My Father's Beach House in British Columbia, 1989

If every moment of your life was set to music, what would play the most often?

Would your composition consist of the same instruments, the same notes played in the same way, over and over again? Or would it be different each day--a variety of themes and genres and timbres for an ever-changing life in a constantly moving world, the kind created by the rising and falling of an individual heart?

Would its colors change or fade with the seasons?

Music permits time travel, forward and back. Music takes us back to the very time and place we first heard notes played, reaching a place in our core, where we connect to something bigger than ourselves. Regardless of our varied aptitudes in creating it, we are all wired to respond to it. Music is a gift. It allows for retrieval and respite, it promises and fulfills. It shows us the future too.

My Barn in Kansas, 2019

It fills me with joy some days. Others, it makes me feel melancholy and needy. Occasionally, it reminds me of loss. Then, it rushes to accompany me, to speak of my feelings upon arrival back. In those spaces it is new all over again. Even as it is old.

So on a day such as today, when the skies are a livid blue gray over verduous green, as a steady rain falls over a peaceful, hopeful world celebrating the newness of spring, the deep, rich notes that play in my headset are solemn and steady and promising at once. They weave a thick texture that hints at otherworldly contribution, speaking of a place beyond reach, just beyond sight, yet understood, a dimension where my current pain and longing is part of my story--my past and present, but not of my future.

My future is joy played! My present is a composition to that end.

In this moment, however, what resounds are tears and disappointments and joy and celebration at once.
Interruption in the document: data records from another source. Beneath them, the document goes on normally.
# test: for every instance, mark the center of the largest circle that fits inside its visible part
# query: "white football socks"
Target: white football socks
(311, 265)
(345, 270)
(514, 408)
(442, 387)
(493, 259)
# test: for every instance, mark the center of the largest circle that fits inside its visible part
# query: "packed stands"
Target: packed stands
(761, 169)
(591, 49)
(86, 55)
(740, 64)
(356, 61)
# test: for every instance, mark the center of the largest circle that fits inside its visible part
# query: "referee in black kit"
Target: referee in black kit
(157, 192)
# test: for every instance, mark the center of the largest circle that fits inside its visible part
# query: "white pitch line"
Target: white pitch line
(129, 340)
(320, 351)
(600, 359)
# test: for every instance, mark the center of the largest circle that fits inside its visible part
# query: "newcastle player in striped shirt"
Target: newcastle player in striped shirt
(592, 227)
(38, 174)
I'm sluffing off those melodies which no longer hold the power to sway in favor of the new notes I create as part of the great symphony I will one day join.

But sometimes I take a moment.

You see, today, forced inside by another rainy day, I once again found a stack of old photographs that hold all that remains outside of my own memory. The ones taken in a place by the sea, where the skies are mostly gray and the beaches are full of small stones. Where killer whales play in alcoves below humans who drink coffee and draw the world and tend flower beds in cool, salty air. Where what plays on the old stereo is classical but what reaches my ears is electronic and ethereal and my father is restored to me. He is sitting just above the waves at the patio table he set on a weathered deck where he will forever be enjoying his view--the one he connected with above all others, just before he left this world.

I haven't looked at those old photos but maybe three times in the last three decades. And now, seeing the misty seashore, I hear music play, and the world outside my window--a vibrant, fertile, solemn placed tucked away at the edge of Kansas, seems connected in song with a place so far away in British Columbia. A place where the same pieces still play, even as I create new notes. Places where the rain falls.

My Father's "Little Park Bench" View to the Sea, 1989

Some notes would fade completely were it not for my mind and the pictures I found today.

So, I guess it's okay to play this old music again. As long as it isn't often. As long as I don't lose myself in it. As long as I turn up the volume on the new and dance in it.